We can report the main resolutions carried at the meeting:
1. To foment a civil disobedience campaign in Syria. To bring this about, the participants voted to add two new members to the executive committee of the Syrian National Salvation Front. Both live in Syria and were introduced under the aliases of Mohammed Said and Dr. Ali Othman to protect them from Syrian security service spies.
This pair was responsible for the displays of graffiti and posters.
Operating in top gear from European capitals
2. A delegation was dispatched to Washington with a strong request to refrain from taking direct action in Syria, certainly not on the Iraqi format, because the opposition has enough strength to topple the Assad regime on its own. They point out that their front brings together the key opposition forces in Syria such as Kurds, Sunni Muslims, Muslim Brethren and even some elements of the Allawi sect, opposed to the president.
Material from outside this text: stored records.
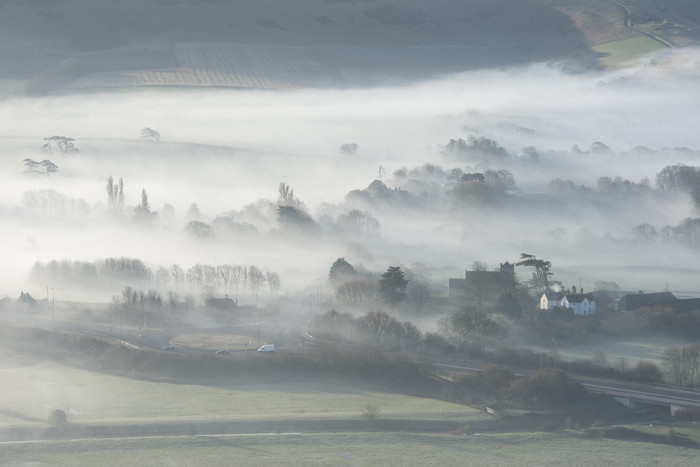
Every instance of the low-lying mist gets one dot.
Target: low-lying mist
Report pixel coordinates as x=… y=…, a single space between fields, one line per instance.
x=227 y=151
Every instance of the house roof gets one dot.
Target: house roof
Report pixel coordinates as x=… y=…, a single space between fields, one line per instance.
x=552 y=295
x=578 y=297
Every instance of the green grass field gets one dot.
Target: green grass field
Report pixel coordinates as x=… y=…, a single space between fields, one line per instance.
x=619 y=53
x=33 y=389
x=354 y=449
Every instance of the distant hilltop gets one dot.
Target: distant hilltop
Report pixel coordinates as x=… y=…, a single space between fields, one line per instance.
x=136 y=42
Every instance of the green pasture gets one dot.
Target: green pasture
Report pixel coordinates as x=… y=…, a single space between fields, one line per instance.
x=31 y=390
x=617 y=54
x=571 y=448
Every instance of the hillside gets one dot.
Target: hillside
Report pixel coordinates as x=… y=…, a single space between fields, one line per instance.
x=362 y=41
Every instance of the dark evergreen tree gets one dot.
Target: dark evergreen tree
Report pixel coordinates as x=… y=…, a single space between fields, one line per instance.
x=392 y=286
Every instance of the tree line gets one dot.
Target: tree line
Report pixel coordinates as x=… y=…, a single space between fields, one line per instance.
x=199 y=277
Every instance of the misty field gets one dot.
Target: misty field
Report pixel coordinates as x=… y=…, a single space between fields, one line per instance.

3. For the first time in decades, the government begins to look as though it fears a storm in the offing. One indication is the way Assad is holding off a military response to the Israeli strike against the Syrian nuclear facility on Sept. 6. Damascus-watchers do not believe a clear decision was taken to exercise restraint, but that the heads of the regime are in no state for resolute action. They predict that this hesitancy and impotence will soon spread to other facets of governance in Damascus.
4. The former Syria vice president Abd al-Halim Khaddam was credited with the failure of a single Arab state to express its solidarity with Damascus after the Israeli attack. He went from capital to capital to persuade their governments to stay on the sidelines.
The meeting decided to cooperate closely with the Syrian tycoon Rifat Assad, Bashar’s uncle, who is giving the Syrian opposition in exile the use of his satellite television station ANN which beams opposition messages directly to Syrian viewers from London, and his popular Internet radio station.
Our sources report too that Rifat has told his son Zoray Assad and grandson Somer Assad to drop their businesses and concentrate on working for the Syrian opposition, which now runs branches in most important European capitals.
Khaddam works out of Brussels and liaises with European Union institutions and the NATO command, demonstrating that he is no American stooge. Rifat runs opposition affairs from Marbella, Spain, Zoray operates in Paris where he has good connections in French government and intelligence circles, whle the London end is held down by Muslim Brotherhood leader Ali Sadr Al-Din Baynouni and Rifat’s grandson Somer.